Feng Chunhong, Fu Yuxuan, Chen Deyan, Wang Huanru, Su Airong, Zhang Li, Chang Liang, Zheng Nan, Wu Zhiwei
Center for Public Health Research Medical School Nanjing University China.
School of life sciences Nanjing University China.
FEBS Open Bio. 2017 Apr 13;7(6):747-758. doi: 10.1002/2211-5463.12197. eCollection 2017 Jun.

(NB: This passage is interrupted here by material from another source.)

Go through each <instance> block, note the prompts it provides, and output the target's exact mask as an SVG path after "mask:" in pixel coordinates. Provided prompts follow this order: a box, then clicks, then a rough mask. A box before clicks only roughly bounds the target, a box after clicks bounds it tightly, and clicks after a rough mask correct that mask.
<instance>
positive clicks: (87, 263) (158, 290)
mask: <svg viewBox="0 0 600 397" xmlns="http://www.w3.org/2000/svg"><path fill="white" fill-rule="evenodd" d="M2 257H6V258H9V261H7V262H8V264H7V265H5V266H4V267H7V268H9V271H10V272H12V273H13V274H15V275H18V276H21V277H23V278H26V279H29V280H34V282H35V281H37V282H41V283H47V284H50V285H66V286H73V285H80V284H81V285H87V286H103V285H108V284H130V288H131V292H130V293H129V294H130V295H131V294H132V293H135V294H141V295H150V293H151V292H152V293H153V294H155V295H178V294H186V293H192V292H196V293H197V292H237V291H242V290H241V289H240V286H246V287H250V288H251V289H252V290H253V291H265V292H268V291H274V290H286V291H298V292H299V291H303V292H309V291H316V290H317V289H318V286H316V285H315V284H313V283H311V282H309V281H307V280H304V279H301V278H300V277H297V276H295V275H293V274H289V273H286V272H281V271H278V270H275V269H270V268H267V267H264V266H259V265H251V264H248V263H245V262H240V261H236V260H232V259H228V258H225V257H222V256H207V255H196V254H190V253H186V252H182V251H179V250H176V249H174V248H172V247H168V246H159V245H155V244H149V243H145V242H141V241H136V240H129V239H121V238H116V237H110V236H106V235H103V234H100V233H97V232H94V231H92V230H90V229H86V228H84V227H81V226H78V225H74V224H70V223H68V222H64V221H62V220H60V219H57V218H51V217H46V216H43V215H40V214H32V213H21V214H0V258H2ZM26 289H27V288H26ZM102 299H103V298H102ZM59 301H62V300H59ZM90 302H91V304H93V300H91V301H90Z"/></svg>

Enterovirus 71 (EV71) is the major causative agent of hand-foot-and-mouth disease in young children and can cause severe cerebral and pulmonary complications and even fatality. This study aimed at elucidating whether and how EV71 infection is regulated by a cellular microRNA, miR-127-5p. We found that miR-127-5p can downregulate the expression of SCARB2, a main receptor of EV71, by targeting two potential sites in its 3' UTR region and inhibit EV71 infection. Meanwhile, miR-127-5p expression was upregulated during EV71 infection. Notably, transfecting cells with miR-127-5p mimics led to a significant decrease in viral replication, while inhibition of endogenous miR-127-5p facilitated viral replication. Furthermore, our evidence showed that miR-127-5p did not affect postentry viral replication. Taken together, these results indicated that miR-127-5p inhibited EV71 replication by targeting the SCARB2 mRNA.
肠道病毒71型(EV71)是幼儿手足口病的主要致病原,可引发严重的脑和肺部并发症,甚至导致死亡。本研究旨在阐明EV71感染是否以及如何受细胞微小RNA miR-127-5p调控。我们发现,miR-127-5p可通过靶向其3'UTR区域的两个潜在位点下调EV71的主要受体SCARB2的表达,并抑制EV71感染。同时,在EV71感染期间miR-127-5p表达上调。值得注意的是,用miR-127-5p模拟物转染细胞导致病毒复制显著减少,而抑制内源性miR-127-5p则促进病毒复制。此外,我们的证据表明,miR-127-5p不影响病毒进入后的复制。综上所述,这些结果表明miR-127-5p通过靶向SCARB2 mRNA抑制EV71复制。